Embedded design meets low-code in Siemens integration plans

By Chris Edwards |  No Comments  |  Posted: September 11, 2019
Topics/Categories: Blog - Embedded, PCB  |  Tags: , , , ,  | Organizations: ,

Thirty months ago, Siemens closed its acquisition of Mentor Graphics. A year ago, the German-owned software company snapped up Dutch “low code” development-tools specialist Mendix. Though they are not obvious bedfellows, these other acquisitions made by Siemens are leading to integrations that the parent expects will expand the use of technologies such as the IoT and the digital-twin concept.

Mendix’s software represented a running theme at a media and analysts conference organized by the recently renamed Siemens Digital Industries Software in New York last week (September 5). Formerly known as Siemens PLM, the company sees Mendix as a way of breaking down the boundaries between not just project- and service-management tools but the job functions themselves. The idea is that domain experts will develop applications for desktop and mobile devices themselves by wiring functions together graphically rather than have to get IT specialists to do it using conventional programming languages.
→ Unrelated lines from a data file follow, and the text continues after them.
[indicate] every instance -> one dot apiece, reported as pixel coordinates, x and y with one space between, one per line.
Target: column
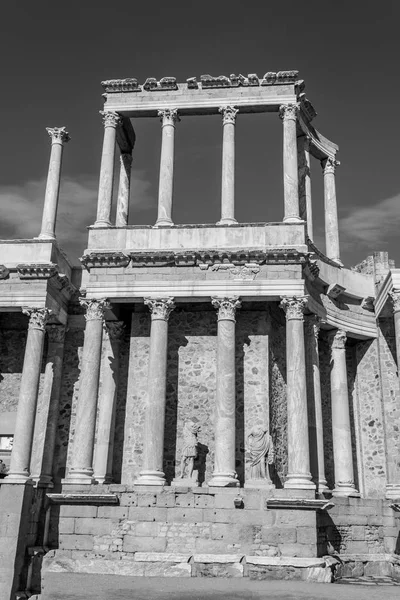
341 430
225 410
303 159
228 166
330 205
59 137
153 451
81 466
121 219
27 402
110 120
166 184
113 331
288 114
299 476
316 431
47 419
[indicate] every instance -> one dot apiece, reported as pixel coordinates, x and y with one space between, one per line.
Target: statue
190 450
261 453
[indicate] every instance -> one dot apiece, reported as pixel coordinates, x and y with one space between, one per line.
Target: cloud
371 225
21 208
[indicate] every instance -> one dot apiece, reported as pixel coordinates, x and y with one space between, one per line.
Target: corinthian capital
59 135
168 116
37 317
160 308
94 308
226 307
288 112
294 307
110 119
329 165
338 339
228 114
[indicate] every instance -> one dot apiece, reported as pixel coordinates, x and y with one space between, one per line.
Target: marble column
288 114
111 120
331 216
341 429
59 137
28 393
224 474
299 476
303 159
47 418
228 166
81 466
113 333
166 184
121 219
153 451
316 432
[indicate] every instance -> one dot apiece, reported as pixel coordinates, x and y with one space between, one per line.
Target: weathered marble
166 183
228 166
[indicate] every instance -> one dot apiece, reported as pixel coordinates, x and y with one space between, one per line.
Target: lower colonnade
99 407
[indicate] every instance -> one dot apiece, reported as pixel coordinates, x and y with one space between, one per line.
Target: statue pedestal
259 484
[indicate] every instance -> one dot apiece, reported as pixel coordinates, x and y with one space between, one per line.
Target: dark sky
54 55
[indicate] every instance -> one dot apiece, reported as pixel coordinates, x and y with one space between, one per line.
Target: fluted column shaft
47 420
27 402
166 184
224 474
121 219
59 137
81 465
111 121
153 452
299 476
303 145
113 332
288 114
228 166
331 215
317 459
341 429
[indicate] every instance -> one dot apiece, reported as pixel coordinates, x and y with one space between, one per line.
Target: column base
227 221
151 478
224 480
299 481
163 223
345 490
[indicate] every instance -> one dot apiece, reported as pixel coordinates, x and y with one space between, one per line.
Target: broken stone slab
162 557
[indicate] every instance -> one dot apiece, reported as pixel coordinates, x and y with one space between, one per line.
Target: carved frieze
36 270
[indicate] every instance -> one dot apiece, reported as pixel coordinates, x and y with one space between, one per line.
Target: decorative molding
37 317
112 86
160 308
94 308
56 333
294 307
110 119
228 114
288 112
4 272
36 270
226 307
168 116
59 135
104 259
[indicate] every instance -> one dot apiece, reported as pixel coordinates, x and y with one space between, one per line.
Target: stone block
95 526
78 511
112 512
132 543
76 542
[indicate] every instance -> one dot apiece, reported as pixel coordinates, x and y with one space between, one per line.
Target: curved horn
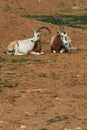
61 23
33 30
43 27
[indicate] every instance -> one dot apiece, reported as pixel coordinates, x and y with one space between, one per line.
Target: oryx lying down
61 42
27 46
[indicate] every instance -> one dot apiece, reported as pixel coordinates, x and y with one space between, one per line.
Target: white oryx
27 46
61 42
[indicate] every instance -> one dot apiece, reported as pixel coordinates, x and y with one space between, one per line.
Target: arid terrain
46 92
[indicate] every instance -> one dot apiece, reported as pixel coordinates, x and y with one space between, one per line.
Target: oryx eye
66 44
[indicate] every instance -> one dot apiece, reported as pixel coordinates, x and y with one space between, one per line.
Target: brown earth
46 92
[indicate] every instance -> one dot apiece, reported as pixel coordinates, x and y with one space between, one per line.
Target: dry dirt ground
46 92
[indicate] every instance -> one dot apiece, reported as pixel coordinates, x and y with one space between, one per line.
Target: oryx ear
34 31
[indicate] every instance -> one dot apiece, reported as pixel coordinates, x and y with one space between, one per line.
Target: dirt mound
46 92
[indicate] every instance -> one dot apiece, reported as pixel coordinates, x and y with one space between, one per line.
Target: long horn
43 27
60 23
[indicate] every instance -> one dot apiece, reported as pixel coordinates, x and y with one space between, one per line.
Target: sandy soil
46 92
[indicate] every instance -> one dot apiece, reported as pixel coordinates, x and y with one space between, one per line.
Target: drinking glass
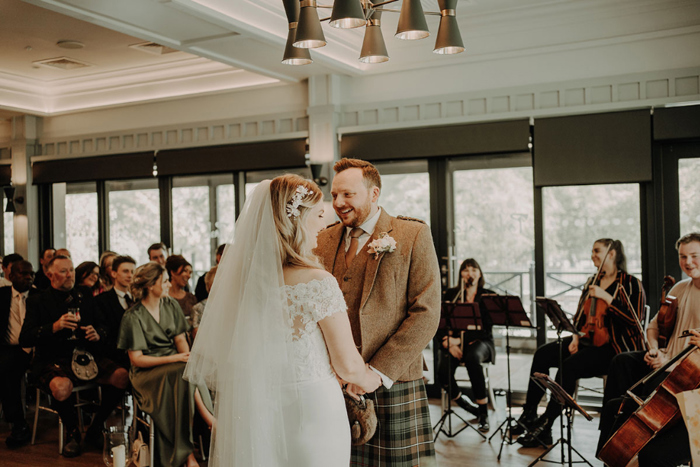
116 452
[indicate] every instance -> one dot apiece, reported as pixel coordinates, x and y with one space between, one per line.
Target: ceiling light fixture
347 14
72 45
294 55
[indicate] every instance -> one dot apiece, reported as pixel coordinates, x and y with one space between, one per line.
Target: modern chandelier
305 31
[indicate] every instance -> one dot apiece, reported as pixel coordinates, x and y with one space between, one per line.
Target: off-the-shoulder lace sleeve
312 301
329 299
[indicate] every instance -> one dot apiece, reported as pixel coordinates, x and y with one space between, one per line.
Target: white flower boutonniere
382 244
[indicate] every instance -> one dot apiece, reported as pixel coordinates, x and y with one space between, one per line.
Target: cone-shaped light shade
449 40
412 23
347 14
309 32
295 55
373 46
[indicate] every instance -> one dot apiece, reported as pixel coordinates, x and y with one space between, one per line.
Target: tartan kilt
404 436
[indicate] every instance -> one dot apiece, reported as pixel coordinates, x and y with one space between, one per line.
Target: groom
393 299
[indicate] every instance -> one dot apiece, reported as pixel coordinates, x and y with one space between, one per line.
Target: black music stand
561 322
569 405
456 317
508 311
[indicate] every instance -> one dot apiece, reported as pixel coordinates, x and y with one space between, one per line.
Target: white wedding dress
321 437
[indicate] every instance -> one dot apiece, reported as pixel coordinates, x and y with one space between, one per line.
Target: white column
25 133
324 118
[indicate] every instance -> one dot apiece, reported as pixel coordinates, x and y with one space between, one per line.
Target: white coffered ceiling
231 44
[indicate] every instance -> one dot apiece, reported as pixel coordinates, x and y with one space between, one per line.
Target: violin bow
645 343
595 279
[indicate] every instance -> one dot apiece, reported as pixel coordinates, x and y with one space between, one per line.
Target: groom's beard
361 214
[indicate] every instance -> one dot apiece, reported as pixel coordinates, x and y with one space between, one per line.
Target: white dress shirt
367 231
122 298
18 310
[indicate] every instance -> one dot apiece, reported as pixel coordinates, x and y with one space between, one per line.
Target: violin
595 311
659 411
666 318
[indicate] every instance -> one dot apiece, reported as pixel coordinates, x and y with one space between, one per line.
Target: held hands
181 357
455 347
573 346
694 338
90 333
655 358
66 321
371 383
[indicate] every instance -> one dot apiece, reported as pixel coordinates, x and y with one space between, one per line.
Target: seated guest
113 303
59 320
14 360
201 291
154 334
6 265
472 348
589 354
198 309
180 271
106 259
87 277
41 280
671 446
63 252
157 253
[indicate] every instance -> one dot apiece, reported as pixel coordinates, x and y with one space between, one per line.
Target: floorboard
464 450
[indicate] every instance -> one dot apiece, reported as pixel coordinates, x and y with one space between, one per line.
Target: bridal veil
243 346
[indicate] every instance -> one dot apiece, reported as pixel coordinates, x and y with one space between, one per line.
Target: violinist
671 446
615 297
472 349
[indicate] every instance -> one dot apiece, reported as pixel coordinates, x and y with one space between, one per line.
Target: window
405 189
494 221
689 193
574 218
134 217
80 218
9 227
202 218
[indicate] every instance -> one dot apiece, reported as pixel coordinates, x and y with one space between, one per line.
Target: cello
595 311
660 410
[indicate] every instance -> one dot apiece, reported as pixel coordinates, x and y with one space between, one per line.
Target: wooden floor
464 450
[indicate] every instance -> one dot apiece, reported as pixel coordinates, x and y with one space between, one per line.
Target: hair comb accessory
293 204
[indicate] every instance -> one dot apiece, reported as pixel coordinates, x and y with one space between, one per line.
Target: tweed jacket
400 305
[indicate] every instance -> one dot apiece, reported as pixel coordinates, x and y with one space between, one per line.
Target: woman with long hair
153 332
587 356
275 338
471 347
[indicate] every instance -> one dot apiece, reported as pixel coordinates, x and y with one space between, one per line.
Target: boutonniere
384 243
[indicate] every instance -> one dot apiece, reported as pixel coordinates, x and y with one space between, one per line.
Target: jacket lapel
329 249
383 226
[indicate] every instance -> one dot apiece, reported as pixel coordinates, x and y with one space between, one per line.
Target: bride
274 336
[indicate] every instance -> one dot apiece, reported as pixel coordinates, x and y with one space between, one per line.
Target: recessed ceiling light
70 44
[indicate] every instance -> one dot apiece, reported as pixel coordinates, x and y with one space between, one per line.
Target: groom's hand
354 391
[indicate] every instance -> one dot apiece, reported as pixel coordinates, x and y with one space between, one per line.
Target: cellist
622 301
670 447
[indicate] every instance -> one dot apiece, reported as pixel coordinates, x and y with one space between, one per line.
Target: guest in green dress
154 334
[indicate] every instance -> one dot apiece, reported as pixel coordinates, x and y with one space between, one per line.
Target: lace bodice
309 303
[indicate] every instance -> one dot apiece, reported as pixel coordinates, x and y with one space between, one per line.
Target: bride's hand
354 391
372 380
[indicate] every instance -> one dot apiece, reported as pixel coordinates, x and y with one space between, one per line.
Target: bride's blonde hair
291 231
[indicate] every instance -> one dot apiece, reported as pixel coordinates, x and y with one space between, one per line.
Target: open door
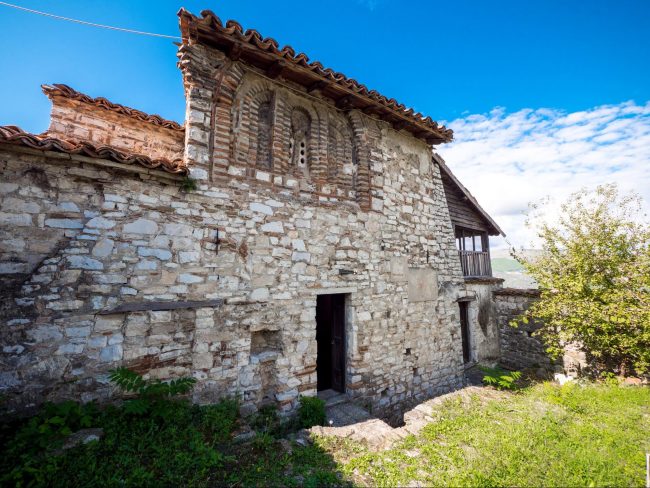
464 330
330 338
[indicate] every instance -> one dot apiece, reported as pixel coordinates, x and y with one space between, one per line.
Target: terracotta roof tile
10 134
420 125
60 90
470 198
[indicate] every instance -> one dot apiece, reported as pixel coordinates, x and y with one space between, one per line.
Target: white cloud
510 159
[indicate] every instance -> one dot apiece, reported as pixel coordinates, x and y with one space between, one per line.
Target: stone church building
296 234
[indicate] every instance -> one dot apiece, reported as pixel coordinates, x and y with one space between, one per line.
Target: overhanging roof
468 197
265 54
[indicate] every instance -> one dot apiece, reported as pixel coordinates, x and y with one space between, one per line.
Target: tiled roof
60 90
10 134
496 230
266 53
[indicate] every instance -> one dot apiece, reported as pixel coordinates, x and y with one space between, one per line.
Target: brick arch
245 149
366 135
342 167
315 163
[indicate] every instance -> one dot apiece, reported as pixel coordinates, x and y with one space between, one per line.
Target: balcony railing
475 263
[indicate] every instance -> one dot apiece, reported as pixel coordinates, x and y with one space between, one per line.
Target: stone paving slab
353 422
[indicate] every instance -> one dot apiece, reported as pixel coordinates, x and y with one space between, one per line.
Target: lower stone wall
483 323
78 241
519 348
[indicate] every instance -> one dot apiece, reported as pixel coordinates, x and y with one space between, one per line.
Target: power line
58 17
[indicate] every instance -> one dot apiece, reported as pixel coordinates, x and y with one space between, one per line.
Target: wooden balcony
475 263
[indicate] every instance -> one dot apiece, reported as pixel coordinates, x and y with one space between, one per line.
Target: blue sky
445 59
544 96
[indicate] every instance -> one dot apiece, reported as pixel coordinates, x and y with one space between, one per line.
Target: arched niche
342 163
252 121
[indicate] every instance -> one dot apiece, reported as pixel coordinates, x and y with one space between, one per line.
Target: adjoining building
296 234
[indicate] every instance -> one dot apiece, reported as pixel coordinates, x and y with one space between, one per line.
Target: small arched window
264 128
299 141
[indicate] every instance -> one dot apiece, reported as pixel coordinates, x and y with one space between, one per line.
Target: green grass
545 436
175 444
506 264
593 435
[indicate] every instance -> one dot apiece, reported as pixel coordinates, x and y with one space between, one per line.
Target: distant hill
507 268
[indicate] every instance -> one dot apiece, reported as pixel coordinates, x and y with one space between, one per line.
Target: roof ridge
472 199
59 89
12 134
234 30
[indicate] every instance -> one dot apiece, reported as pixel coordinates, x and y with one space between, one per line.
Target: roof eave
496 230
344 92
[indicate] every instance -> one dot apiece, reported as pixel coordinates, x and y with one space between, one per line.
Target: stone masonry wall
483 320
519 348
79 240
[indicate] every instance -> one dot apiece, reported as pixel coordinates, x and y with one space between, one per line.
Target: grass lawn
574 435
593 435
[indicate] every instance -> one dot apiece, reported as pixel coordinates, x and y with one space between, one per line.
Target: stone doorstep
332 397
378 435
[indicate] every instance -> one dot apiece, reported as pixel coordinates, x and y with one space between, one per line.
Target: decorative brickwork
297 196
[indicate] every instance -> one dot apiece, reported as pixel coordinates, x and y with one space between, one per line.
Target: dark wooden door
464 330
338 342
330 337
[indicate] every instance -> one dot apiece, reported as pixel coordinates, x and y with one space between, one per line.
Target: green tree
594 277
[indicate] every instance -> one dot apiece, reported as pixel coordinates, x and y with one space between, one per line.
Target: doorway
464 330
330 339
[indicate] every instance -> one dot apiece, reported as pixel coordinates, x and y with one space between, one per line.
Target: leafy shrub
593 273
266 419
27 456
152 395
311 412
218 421
500 378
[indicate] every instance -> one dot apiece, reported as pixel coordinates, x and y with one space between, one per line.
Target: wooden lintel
317 86
399 125
275 70
159 306
345 102
234 51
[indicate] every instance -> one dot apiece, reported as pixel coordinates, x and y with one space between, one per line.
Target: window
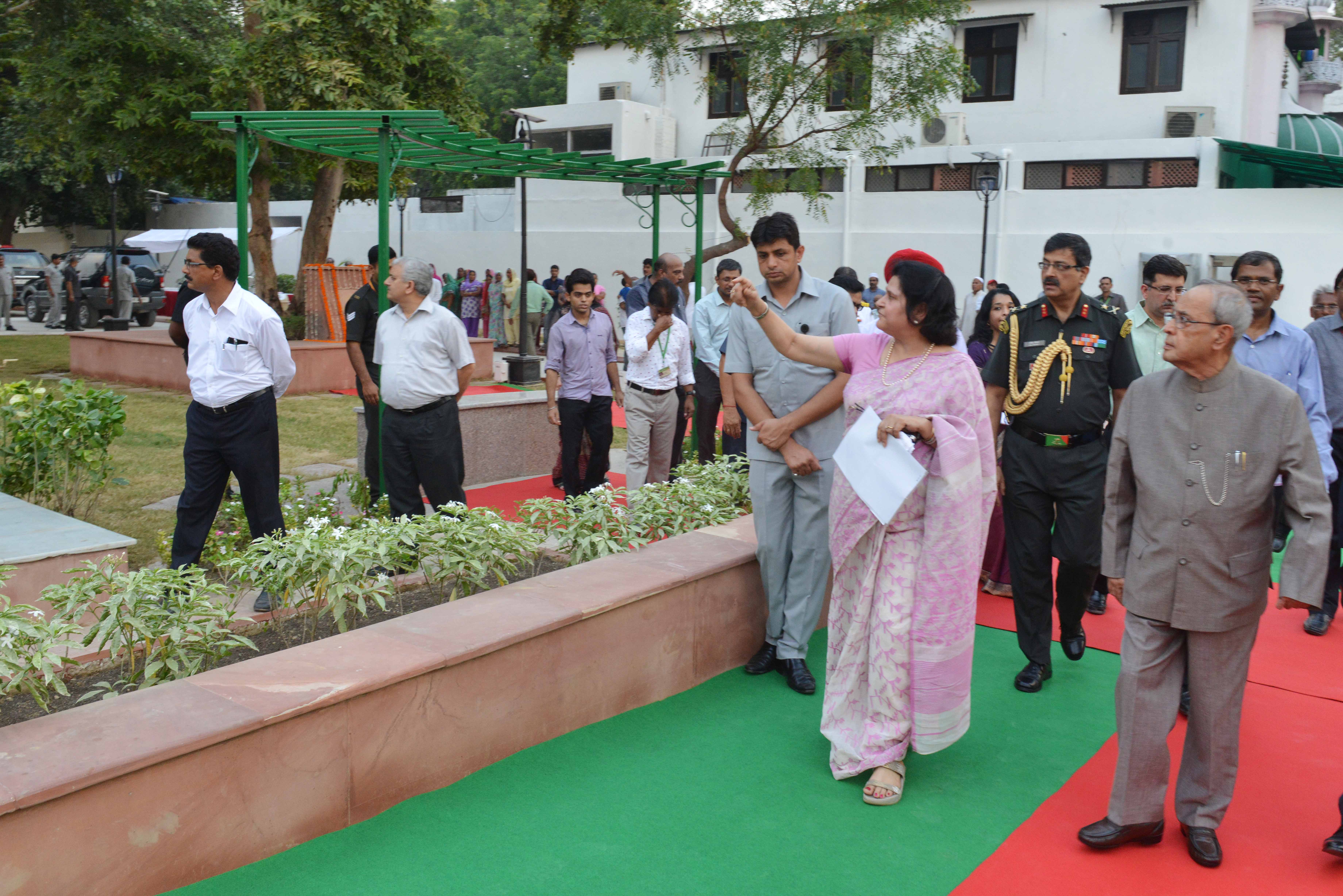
727 85
832 181
884 179
992 57
1154 52
849 73
1119 174
441 205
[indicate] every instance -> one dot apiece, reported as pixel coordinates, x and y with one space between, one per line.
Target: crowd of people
1161 453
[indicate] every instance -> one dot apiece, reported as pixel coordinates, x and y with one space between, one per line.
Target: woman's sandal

One example presented by Ralf-Michael Wagner, chief operating officer of Siemens’ MindSphere group, used the example of the Olli automated people-mover vehicle made by Local Motors. The engineering company uses a variety of Siemens design products such as MindSphere, NX for CAD, simulation tools and the TeamCenter PLM package. MindSphere is used to connect sensors in the running vehicles to servers in the cloud so that enginers can get real-time updates on operation. Rather than simply provide data for servicing, Olli is beginning to use the data for design changes to future versions of the vehicle. “They have just released Olli 2.0,” Wagner said.

Hot takes for hot brakes

Wagner showed a situation where vehicle sensors indicated a brake rotor running hot. An application built by one of the engineers using the Mendix tools shows this condition and, by pulling data out of the PLM and CAD, where the problem is appearing. In addition, it shows the results of simulations of the design before the vehicle was made. “The engineer can check: does the simulation behave the same way?” Wagner said. If not, the real-world data can be used to update the simulation and new materials chosen that dissipate the heat better. “At that point, you have identified, in simulation, a new material for the brake rotor.”

Wagner said the same Mendix-built app can be updated to show the change and where it needs to be made when the vehicle comes in for service. “It was all done in Mendix in a few weeks,” he claimed. “Mendix will certainly help us tremendously.”

Although the initial examples of Mendix integration are aligned with mechanical design, the company sees the integration of electrical and electronic functions with mechanical being increasingly important. And with electronics assembly planning and monitoring tools provided through Mentor’s Valor operation, feedback from those processes will become more common.

Embedded deployment

A second form of integration is with the IoT devices themselves. Mendix today works primarily with cloud-based data sources, Siemens expects to provide devices that run Mentor’s embedded Linux to also work with Mendix-built apps. Raymond Kok, senior director of architecture and innovation at Siemens DIS, identified a couple of clear use-cases.

“The first takes advantage of near-field communications [NFC]. When a field engineer gets close to a machine, they will get error codes and field information out of the machine. The second is a much broader use-case. This is using Mendix for edge-based app development. Mendix has been really focused on web apps and cloud. But we’ve started a journey to look at whether we can take a Mendix app and run it as an edge app,” Kok explained. “We can take hardware and turn it into free compute on the shopfloor, using Mendix for [building] analytics.

With Mendix supported by a runtime environment on an embedded Linux, the idea is that the use of Mendix would speed up the development of custom applications on edge-based devices, particularly those that need to combine local data with information obtained from other IoT systems and the cloud without having to go into a C-based programming environment.